Welcome to Carleton College’s Undergraduate Journal of Humanistic Studies.
Our Spring 2021 issue is now available for viewing. Feel free to check out articles from our latest and past issues below. Those interested in submitting a paper should consult our submission guidelines.
In the eleventh issue of the Undergraduate Journal of Humanistic Studies, we are pleased to present the following three papers, which consider identity and community formation, definition, and exploration. These excellent undergraduate research papers, though written in very different disciplines, are all concerned with how people in communities construct group identities, and what it means to be a member of a community.
In “Far Apart but Never Closer: Diasporic Unity in Twelfth-Century Jewish Travel Literature,” Aaron Forman (Carleton College) analyzes the work of two twelfth-century Jewish travel writers, Benjamin of Tudela and Petachia of Regensburg. While Benjamin’s writings focus on describing and placing Jewish communities throughout his travels, and Petachia relates the oral traditions and significant sites he encountered, Aaron argues that both authors nevertheless use their narratives to connect Jewish communities from Europe to the Levant together by their shared traditions, cultural memory, and Judaism.
In “Touching Queerness: Performing Utopia in a Public Bathroom,” Adar Kamholtz-Roberts (Macalester College) explores how site-specific dance can bring new meaning and queer utopias to spaces of control and discipline like gendered bathrooms. As a complement to his paper, Adar choreographed and performed a dance in a gendered bathroom on the Macalester campus, which can be seen here.

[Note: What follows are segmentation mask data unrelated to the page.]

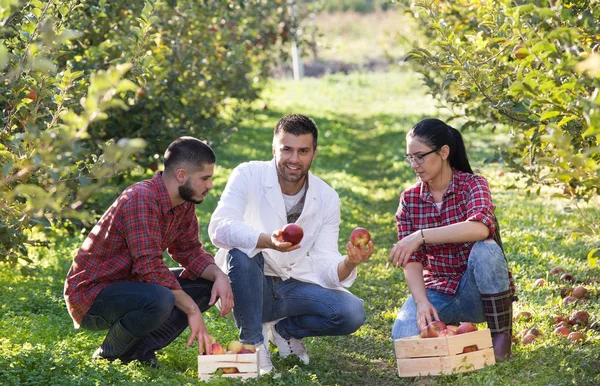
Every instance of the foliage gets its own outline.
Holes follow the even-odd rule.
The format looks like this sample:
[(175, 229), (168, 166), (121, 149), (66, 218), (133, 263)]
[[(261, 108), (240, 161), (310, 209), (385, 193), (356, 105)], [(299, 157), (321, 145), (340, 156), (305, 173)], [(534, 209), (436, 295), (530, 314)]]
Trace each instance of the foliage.
[(281, 1), (0, 0), (0, 261), (89, 219), (181, 135), (226, 138), (290, 27)]
[[(552, 198), (557, 188), (544, 187), (539, 197), (506, 190), (514, 183), (515, 174), (508, 173), (504, 165), (484, 163), (493, 153), (489, 146), (497, 145), (502, 138), (479, 131), (465, 133), (469, 155), (492, 188), (520, 299), (515, 303), (516, 311), (533, 314), (532, 321), (515, 324), (515, 332), (535, 325), (544, 337), (528, 346), (513, 345), (510, 361), (475, 372), (423, 378), (397, 376), (390, 333), (408, 288), (402, 271), (386, 263), (396, 239), (394, 212), (400, 192), (414, 181), (414, 173), (402, 158), (404, 135), (423, 116), (438, 113), (426, 91), (410, 72), (335, 75), (303, 82), (279, 80), (262, 94), (261, 102), (269, 109), (263, 110), (262, 103), (257, 103), (227, 146), (216, 148), (215, 189), (197, 211), (203, 241), (208, 240), (206, 227), (231, 170), (240, 162), (270, 159), (272, 127), (277, 119), (291, 111), (303, 111), (316, 120), (321, 134), (312, 170), (335, 187), (342, 199), (340, 251), (355, 226), (367, 228), (376, 247), (371, 260), (359, 268), (351, 288), (365, 300), (366, 324), (351, 336), (307, 339), (311, 357), (308, 366), (295, 358), (281, 359), (275, 352), (277, 372), (247, 384), (479, 386), (517, 382), (545, 386), (600, 382), (600, 268), (586, 263), (586, 251), (597, 246), (597, 239), (572, 234), (571, 228), (577, 222), (563, 201)], [(501, 171), (505, 173), (500, 177)], [(585, 210), (599, 214), (599, 207), (594, 201)], [(199, 384), (196, 354), (193, 348), (185, 349), (189, 331), (158, 352), (161, 369), (91, 359), (105, 332), (74, 330), (62, 299), (63, 281), (83, 236), (65, 233), (53, 238), (52, 249), (33, 254), (38, 268), (32, 272), (19, 273), (0, 265), (0, 384)], [(214, 252), (214, 247), (207, 245)], [(564, 284), (547, 274), (557, 265), (588, 288), (587, 299), (574, 306), (562, 305), (559, 288)], [(546, 278), (548, 285), (535, 286), (539, 277)], [(568, 314), (580, 307), (588, 310), (593, 323), (586, 342), (572, 344), (555, 336), (552, 315)], [(218, 341), (227, 342), (236, 336), (233, 322), (218, 318), (215, 310), (205, 314), (205, 320)], [(242, 382), (215, 378), (210, 384)]]
[(508, 125), (502, 157), (529, 187), (600, 194), (597, 1), (421, 1), (410, 12), (430, 42), (407, 59), (452, 118)]
[(378, 10), (387, 10), (390, 2), (386, 0), (321, 0), (322, 9), (327, 12), (370, 13)]

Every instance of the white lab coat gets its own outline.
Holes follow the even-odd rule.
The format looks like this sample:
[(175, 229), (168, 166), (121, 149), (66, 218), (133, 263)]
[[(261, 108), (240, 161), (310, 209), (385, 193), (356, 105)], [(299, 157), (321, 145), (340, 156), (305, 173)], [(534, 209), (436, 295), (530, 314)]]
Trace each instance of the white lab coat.
[(286, 253), (261, 250), (256, 248), (259, 235), (270, 235), (287, 224), (275, 160), (236, 167), (208, 226), (210, 240), (220, 248), (215, 256), (217, 265), (227, 272), (227, 252), (233, 248), (250, 257), (263, 252), (267, 276), (294, 278), (331, 289), (350, 287), (356, 268), (342, 282), (337, 274), (337, 266), (345, 258), (338, 250), (338, 194), (310, 172), (308, 178), (304, 209), (296, 221), (304, 230), (301, 248)]

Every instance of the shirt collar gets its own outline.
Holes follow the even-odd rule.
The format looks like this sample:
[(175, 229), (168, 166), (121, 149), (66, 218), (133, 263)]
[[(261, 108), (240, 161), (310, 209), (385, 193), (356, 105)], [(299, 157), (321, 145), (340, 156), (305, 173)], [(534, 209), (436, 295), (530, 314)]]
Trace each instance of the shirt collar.
[(167, 190), (167, 186), (162, 179), (162, 172), (156, 172), (154, 177), (152, 177), (152, 186), (153, 190), (158, 197), (158, 203), (160, 205), (160, 210), (163, 214), (167, 213), (172, 208), (171, 197), (169, 196), (169, 191)]
[[(446, 192), (444, 193), (443, 198), (445, 198), (446, 196), (450, 195), (450, 194), (456, 194), (456, 187), (458, 186), (458, 182), (459, 182), (459, 171), (455, 170), (454, 168), (452, 168), (452, 179), (450, 180), (450, 185), (448, 185), (448, 189), (446, 189)], [(429, 187), (427, 186), (426, 183), (421, 182), (421, 191), (419, 193), (419, 197), (421, 198), (421, 200), (425, 201), (425, 202), (433, 202), (433, 195), (431, 194), (431, 192), (429, 191)], [(442, 200), (443, 200), (442, 198)]]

In “The Polish Law and Justice Party’s Strategic Approach to Its Relationship With the European Union,” Isabel Colyer (Saint Louis University) explores the fraught relationship between the European Union and Poland’s currently dominant Law and Justice Party. Isabel argues that the Party uses populist tropes to position the European Union as “above” and “outside” of Poland while using targeted economic benefits and nationalistic rhetoric to appeal to its core base of supporters.
We would like to thank our submitters and peer editors, without whom there would be no journal; Mary Drew and our faculty advisor Michael McNally for their advice and support; and Miyuki Mihira, Frank Valtierrez, and the rest of the Digital Humanities team, who take our submissions and craft a journal. We hope you enjoy the Spring 2021 issue of the Journal!